The F.M. Kirby Research Center houses two Philips 3.0T magnet systems, as well as a Philips 7.0T magnet system and other technical resources. The center offers tools for creating and executing functional brain MRI paradigms, as well as providing both visual and audio stimuli to subjects. They also have many software packages to aid in the analysis of data. The 3T Intera system is equipped for cardiovascular use (six parallel 1MHzreceiver channels, parallel imaging [SENSE], Vector ECG, cardiac software, real-time spectrometers and navigators, interactive capabilities).
The ultrasound section currently operates the following ultrasound units: Philips IU-22, Philips 5000, Siemens Antares, Acuson Sequoia 512 and the Sonosite Micro Maxx. All models are state of the art with color and power Doppler capabilities and are currently at the latest software levels. The Philips and Siemens Acuson Sequoia have freehand 3-D capabilities, while the Siemens Antares also has dedicated 3-D transducers and an elastography package. The units are capable of 3-D/4-D reconstructions for volume and multiplanar reformations, sonoCT, Xres and panoramic imaging and contrast modes.
The computed tomography section has six state-of-the-art Siemens multidetector CT scanners: three MDCT 64 slice, one MDCT 16 slice and two Dual Source CTs that were recently installed. The SOMATOM Definition Flash is the newly acquired dual-source CT, with the fastest scanning speed in CT (43 cm/s) and a temporal resolution of 75 ms, enabling to complete scans of the entire chest region in just 0.6 seconds.
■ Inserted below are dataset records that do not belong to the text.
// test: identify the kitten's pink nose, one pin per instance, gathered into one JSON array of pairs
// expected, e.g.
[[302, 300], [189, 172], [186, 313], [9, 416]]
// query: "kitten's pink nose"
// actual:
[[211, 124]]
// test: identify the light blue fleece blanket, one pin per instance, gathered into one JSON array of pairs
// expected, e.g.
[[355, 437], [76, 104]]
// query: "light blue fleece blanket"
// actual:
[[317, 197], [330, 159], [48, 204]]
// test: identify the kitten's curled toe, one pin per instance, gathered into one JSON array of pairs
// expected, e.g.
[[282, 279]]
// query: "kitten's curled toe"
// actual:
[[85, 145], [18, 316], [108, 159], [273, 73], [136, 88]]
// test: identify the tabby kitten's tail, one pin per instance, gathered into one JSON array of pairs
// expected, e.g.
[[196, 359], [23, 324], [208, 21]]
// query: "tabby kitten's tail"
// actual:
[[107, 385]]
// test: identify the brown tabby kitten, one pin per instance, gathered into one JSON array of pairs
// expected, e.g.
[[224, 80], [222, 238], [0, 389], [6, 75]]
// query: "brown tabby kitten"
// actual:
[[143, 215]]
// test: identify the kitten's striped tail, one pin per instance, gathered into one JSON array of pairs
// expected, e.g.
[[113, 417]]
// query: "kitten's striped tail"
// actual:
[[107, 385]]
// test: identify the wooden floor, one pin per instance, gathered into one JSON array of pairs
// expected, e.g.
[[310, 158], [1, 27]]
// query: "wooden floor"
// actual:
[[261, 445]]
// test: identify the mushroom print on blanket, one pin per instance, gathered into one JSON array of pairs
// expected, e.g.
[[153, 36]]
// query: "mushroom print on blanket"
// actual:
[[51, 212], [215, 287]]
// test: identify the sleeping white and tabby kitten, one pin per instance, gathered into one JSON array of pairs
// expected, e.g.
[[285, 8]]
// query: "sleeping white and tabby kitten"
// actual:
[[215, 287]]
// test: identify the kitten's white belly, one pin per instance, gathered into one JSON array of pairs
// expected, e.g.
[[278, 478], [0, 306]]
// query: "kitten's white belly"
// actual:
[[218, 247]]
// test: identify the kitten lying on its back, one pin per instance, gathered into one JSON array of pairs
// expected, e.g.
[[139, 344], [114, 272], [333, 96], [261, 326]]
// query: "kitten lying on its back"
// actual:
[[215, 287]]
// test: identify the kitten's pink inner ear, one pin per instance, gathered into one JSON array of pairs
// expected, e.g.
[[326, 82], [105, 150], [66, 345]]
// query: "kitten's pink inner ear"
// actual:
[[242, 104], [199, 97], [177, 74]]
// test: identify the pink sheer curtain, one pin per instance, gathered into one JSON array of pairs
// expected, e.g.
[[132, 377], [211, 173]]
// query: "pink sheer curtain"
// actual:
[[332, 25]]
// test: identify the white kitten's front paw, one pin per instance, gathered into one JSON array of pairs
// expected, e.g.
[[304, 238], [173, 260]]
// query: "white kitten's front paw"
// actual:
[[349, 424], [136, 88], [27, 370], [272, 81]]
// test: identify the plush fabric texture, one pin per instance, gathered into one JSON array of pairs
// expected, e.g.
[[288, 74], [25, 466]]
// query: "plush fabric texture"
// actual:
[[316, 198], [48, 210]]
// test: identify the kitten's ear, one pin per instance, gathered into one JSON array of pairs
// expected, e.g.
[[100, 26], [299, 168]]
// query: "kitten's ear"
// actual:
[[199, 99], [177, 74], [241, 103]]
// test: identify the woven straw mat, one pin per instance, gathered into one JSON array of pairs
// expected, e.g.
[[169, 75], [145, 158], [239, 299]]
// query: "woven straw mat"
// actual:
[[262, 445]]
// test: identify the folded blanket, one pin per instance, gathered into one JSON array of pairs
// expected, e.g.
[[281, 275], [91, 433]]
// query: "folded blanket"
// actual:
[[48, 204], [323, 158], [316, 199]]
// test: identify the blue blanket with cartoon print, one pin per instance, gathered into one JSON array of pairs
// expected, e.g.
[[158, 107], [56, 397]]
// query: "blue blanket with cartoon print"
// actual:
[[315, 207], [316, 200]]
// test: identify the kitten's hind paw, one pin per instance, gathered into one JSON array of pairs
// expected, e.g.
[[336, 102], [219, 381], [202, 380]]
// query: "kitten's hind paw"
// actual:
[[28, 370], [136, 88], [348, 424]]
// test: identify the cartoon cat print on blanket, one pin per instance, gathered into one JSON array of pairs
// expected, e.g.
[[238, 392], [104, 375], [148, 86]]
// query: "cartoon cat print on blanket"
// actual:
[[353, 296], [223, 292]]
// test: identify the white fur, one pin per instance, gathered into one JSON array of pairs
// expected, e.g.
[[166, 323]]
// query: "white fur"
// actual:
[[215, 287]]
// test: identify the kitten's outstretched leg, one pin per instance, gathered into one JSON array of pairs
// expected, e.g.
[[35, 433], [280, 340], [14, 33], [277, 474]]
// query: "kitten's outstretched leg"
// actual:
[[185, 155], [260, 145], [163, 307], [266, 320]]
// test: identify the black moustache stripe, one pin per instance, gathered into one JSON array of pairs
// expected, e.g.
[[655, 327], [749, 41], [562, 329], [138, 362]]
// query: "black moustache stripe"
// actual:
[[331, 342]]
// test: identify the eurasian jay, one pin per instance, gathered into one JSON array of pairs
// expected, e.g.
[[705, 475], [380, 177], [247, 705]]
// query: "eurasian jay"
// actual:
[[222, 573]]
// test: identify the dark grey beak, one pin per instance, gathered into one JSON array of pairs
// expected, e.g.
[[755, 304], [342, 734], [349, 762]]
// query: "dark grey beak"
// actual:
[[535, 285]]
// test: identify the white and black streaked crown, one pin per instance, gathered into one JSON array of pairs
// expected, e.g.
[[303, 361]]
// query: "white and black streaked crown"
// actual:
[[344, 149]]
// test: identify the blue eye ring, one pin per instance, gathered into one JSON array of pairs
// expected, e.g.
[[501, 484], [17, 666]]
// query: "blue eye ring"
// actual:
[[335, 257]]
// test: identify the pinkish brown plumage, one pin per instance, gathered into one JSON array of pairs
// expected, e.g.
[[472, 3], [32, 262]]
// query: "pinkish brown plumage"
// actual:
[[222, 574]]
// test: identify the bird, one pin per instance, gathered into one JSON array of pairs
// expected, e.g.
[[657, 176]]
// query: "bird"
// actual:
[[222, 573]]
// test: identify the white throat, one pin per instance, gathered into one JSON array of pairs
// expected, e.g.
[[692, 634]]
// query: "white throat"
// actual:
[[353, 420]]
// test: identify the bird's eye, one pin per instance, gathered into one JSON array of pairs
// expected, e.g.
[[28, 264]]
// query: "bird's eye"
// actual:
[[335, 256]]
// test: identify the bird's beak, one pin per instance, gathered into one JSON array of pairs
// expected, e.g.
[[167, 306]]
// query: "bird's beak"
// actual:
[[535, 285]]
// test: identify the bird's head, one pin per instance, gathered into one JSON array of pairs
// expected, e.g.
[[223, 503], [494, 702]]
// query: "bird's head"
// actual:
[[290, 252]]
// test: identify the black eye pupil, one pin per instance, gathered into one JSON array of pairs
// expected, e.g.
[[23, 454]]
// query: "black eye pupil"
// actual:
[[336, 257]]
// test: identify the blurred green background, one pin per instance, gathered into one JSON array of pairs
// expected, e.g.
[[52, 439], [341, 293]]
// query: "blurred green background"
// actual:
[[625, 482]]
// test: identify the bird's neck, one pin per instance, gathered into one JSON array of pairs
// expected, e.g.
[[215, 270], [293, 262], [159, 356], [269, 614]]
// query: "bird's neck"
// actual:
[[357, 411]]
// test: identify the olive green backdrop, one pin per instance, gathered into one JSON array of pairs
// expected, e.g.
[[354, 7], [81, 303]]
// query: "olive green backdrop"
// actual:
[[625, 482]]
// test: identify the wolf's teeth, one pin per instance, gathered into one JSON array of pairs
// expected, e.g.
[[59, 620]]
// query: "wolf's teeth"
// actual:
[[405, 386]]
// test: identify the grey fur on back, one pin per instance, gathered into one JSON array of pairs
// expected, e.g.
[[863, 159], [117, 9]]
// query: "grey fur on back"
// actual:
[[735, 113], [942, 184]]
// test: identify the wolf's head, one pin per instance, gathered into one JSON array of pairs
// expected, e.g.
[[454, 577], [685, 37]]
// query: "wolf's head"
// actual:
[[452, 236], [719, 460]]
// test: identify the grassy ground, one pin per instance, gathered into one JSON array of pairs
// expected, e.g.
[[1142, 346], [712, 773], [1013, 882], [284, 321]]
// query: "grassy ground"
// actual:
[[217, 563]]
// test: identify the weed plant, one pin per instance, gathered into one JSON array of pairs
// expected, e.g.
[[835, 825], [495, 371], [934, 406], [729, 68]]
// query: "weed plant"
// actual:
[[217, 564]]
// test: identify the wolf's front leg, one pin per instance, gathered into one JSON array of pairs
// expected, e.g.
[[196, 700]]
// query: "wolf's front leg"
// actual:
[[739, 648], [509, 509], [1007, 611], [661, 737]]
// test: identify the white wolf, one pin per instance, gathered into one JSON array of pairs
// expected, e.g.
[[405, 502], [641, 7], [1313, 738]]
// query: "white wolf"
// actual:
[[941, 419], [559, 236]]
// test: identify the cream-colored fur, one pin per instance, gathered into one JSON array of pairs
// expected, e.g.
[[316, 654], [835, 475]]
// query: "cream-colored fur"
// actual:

The clinical and research service includes CT imaging of the chest, abdomen and pelvis, including CT angiography and 3-D imaging. The section offers the latest in 3-D software and currently performs over 700 3D CT cases a month.
The In Vivo Cellular Molecular Imaging Center (ICMIC) under the direction of Dr. Zaver Bhujwalla is a multidisciplinary comprehensive center for molecular imaging with focus on hypoxia and angiogenesis in cancer. ICMIC houses a heart perfusion laboratory, a biochemistry laboratory, two MR oncology laboratories equipped with tissue culture apparatus, including sterile laminar flow hoods, -80 freezers and incubators, an E
The Small Animal Imaging Resource Program (SAIRP) under Dr. Martin Pomper provides an important facet of preclinical and translational cancer research. SAIRP contributes to the development of small-molecule PET and SPECT tracers.
Following image acquisition, there are several steps to processing the image data in order to achieve the final analysis. These steps may include co-registration of SPECT and PET images with CT or MRI images, attenuation correction, drawing of regions of interest (ROIs), generation of time-activity curves (TACs) and normalization of TACs for injected dose and body weight. SAIRP provides a service center to perform all analysis procedures. The purpose of the center is to teach investigators the concepts behind the analytical methods and to train users to perform their own analyses. SAIRP also provides dedicated computers for data analysis that feature the commercial medical imaging software Analyze, in addition to common shareware utilities, such as Amide, ImageJ and MIPAV.